Facebook, Amazon, and Google were caught working with the heavily-biased SPLC to determine which organizations are “hate groups.”
By Jay Syrmopoulos
July 1, 2018
Montgomery, AL – After being sued in April by Islamic reformer Maajid Nawaz and his organization, the Quilliam Foundation—over being listed as an “anti-Muslim extremist” in the Southern Poverty Law Center’s “Field Guide to Anti-Muslim Extremists”—the SPLC has announced that they reached a settlement with the liberal Islamic reformer, agreeing to pay Nawaz and Quilliam $3.375 million “to fund their work to fight anti-Muslim bigotry and extremism.”
“The Southern Poverty Law Center was wrong to include Maajid Nawaz and the Quilliam Foundation in our Field Guide to Anti-Muslim Extremists. Since we published the Field Guide, we have taken the time to do more research and have consulted with human rights advocates we respect,” SPLC president Richard Cohen said in a statement. “We’ve found that Mr. Nawaz and Quilliam have made valuable and important contributions to public discourse, including by promoting pluralism and condemning both anti-Muslim bigotry and Islamist extremism. Although we may have our differences with some of the positions that Mr. Nawaz and Quilliam have taken, they are most certainly not anti-Muslim extremists. We would like to extend our sincerest apologies to Mr. Nawaz, Quilliam, and our readers for the error, and we wish Mr. Nawaz and Quilliam all the best.”

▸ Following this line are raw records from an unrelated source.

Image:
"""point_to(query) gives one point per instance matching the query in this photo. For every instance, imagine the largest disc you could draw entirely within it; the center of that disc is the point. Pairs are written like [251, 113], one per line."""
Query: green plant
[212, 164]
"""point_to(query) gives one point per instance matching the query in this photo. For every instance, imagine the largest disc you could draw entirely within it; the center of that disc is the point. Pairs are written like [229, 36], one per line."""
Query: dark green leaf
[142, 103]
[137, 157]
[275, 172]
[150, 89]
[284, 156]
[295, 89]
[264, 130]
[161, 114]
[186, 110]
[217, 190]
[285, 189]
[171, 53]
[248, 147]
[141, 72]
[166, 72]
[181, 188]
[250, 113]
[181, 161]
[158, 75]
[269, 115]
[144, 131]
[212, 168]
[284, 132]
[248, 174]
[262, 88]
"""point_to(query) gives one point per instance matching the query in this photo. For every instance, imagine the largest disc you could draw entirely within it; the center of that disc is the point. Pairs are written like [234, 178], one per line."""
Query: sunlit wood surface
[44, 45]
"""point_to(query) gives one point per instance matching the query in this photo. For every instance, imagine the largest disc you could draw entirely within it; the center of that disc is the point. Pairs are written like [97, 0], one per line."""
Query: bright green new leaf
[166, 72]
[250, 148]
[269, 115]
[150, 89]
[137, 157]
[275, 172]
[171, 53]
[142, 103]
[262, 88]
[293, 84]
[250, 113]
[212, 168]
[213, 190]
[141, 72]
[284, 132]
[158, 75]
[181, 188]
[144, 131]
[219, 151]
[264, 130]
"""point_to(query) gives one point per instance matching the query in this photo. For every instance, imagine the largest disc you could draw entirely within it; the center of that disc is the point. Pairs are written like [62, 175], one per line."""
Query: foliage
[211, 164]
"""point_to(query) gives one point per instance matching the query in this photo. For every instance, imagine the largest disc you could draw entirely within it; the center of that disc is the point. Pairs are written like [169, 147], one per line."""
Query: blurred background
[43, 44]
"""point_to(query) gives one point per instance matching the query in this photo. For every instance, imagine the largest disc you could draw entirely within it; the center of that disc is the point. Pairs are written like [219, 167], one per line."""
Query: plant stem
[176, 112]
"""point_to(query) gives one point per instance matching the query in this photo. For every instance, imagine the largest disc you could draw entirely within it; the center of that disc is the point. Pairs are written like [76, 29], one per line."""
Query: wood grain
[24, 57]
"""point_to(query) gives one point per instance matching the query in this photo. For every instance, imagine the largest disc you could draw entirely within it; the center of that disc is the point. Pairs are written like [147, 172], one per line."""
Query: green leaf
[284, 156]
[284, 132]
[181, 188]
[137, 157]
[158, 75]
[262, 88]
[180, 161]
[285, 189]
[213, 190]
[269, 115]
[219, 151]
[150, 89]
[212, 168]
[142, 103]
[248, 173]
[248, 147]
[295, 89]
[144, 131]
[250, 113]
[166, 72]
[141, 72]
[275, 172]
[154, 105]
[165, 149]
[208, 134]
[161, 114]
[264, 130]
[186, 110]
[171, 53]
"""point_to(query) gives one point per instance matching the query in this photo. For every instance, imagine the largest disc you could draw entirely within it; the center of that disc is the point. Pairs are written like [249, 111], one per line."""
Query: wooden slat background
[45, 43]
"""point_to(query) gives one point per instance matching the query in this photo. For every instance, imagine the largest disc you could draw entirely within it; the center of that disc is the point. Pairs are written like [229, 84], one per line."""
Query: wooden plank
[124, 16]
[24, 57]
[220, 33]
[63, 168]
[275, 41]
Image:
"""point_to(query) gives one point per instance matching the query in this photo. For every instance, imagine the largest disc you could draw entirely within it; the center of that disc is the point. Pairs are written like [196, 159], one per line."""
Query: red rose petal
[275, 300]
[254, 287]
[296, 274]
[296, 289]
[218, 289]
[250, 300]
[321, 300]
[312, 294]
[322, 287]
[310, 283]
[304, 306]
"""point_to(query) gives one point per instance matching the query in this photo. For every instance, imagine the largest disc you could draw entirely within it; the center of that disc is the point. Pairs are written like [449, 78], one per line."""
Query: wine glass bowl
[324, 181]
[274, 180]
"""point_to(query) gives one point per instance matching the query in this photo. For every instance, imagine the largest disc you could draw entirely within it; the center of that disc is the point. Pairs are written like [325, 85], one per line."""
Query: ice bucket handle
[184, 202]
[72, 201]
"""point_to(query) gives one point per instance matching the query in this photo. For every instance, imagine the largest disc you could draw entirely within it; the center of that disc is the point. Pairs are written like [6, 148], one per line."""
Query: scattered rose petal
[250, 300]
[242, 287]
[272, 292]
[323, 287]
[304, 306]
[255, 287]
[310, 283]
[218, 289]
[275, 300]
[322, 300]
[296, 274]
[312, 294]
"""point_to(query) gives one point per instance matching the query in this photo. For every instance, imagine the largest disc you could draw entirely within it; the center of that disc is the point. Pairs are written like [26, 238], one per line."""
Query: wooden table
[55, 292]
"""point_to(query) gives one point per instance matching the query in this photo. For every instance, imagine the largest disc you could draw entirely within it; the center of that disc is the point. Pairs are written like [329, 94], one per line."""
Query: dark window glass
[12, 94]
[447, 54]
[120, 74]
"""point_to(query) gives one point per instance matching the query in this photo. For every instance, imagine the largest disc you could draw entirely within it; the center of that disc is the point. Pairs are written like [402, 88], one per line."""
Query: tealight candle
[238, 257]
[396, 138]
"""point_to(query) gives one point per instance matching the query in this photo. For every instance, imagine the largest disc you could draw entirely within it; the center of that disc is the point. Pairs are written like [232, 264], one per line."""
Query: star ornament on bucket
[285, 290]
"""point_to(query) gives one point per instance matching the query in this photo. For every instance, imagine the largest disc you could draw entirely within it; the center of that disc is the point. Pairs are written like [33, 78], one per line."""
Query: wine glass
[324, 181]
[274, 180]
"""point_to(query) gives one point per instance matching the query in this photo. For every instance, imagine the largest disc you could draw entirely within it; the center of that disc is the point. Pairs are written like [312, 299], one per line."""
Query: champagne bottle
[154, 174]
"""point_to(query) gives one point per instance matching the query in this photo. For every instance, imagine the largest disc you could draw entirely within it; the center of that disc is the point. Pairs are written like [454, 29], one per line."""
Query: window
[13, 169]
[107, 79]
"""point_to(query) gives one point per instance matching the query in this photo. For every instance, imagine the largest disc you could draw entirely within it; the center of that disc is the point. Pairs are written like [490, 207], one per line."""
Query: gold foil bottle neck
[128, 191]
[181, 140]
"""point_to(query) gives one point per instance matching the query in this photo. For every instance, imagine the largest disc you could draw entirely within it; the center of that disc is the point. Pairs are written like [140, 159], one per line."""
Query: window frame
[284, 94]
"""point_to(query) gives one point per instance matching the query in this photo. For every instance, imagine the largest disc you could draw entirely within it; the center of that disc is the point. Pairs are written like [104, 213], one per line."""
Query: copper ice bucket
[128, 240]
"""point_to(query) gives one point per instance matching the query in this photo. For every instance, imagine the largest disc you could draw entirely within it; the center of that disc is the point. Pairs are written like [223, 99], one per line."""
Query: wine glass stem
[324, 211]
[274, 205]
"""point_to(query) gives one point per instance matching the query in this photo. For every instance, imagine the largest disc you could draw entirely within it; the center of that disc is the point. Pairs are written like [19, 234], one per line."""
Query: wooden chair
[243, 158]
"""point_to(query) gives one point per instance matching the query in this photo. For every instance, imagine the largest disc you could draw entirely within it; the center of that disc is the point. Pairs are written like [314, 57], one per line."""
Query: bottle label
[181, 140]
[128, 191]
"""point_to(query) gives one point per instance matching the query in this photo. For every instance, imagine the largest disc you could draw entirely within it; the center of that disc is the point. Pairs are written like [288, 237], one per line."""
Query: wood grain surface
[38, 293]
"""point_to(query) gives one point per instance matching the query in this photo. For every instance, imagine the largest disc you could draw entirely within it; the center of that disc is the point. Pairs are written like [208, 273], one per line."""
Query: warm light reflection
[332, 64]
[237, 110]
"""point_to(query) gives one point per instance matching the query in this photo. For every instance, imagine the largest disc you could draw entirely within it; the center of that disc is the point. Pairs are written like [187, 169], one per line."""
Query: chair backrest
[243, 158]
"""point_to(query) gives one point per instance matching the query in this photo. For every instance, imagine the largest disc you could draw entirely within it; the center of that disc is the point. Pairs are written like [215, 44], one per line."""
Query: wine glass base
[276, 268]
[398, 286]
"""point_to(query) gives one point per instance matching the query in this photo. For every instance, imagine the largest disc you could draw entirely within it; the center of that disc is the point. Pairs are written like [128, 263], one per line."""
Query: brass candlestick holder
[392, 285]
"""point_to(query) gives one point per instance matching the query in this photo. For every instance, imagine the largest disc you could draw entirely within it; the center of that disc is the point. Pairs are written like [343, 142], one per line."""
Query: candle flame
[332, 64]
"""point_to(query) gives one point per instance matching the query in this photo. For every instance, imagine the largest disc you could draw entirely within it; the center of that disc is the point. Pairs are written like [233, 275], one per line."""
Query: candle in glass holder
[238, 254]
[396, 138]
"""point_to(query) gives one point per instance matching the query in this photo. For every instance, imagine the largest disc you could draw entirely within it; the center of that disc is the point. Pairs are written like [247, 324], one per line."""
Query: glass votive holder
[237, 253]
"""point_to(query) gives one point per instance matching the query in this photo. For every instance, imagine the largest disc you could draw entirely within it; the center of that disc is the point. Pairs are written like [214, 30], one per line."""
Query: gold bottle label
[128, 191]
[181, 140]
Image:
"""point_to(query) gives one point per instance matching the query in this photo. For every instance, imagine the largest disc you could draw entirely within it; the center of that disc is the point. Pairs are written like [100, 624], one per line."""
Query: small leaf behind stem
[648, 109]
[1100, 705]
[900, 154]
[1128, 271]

The list, which was published in 2016 and deleted shortly after Nawaz filed the suit, was reportedly intended to serve as a resource for journalists. The deletion of his inclusion as an “extremist”—a very serious accusation—came nearly two years the Muslim reformer first demanded the organization retract. The fact that it took litigation before he was removed from the list, despite requesting to be taken off of the list two years earlier, reveals the organization almost certainly had no intention of removing him without legal challenge.
“It’s a shame that it took impending litigation for the Southern Poverty Law Center to finally set the record straight and admit it was wrong all along,” Megan Meier, a partner at Clare Locke, the law firm that represented Nawaz, said in a statement provided to National Review. “Quilliam and Mr. Nawaz do admirable work, and we are honored to have restored their reputations and achieved this victory on their behalf.”
Therein lies the problem, as critics say that the SPLC operates as more of a partisan progressive hit operation than an actual civil rights watchdog group, and nefariously utilizes its position as an arbiter of hatred by including legitimate partisan ideologues as “extremists” alongside white supremacists in an effort to rile up its liberal donor base as it simultaneously pushes a partisan political agenda.
The SPLC has previously included Senator Rand Paul and Housing and Urban Development Secretary Ben Carson on extremist lists (Paul for suggesting private businesses shouldn’t have to adhere to the Civil Rights Act and criticizing the Fair Housing Act; Carson for his views opposing same-sex marriage), according to Politico.
Carson was eventually removed from the “extremist watch” list and the group issued an apology after the absurdity of his inclusion became a widespread topic of derision across the conservative media spectrum. But the entire episode led to a more clear realization of the intrinsically politicized nature of the SPLC.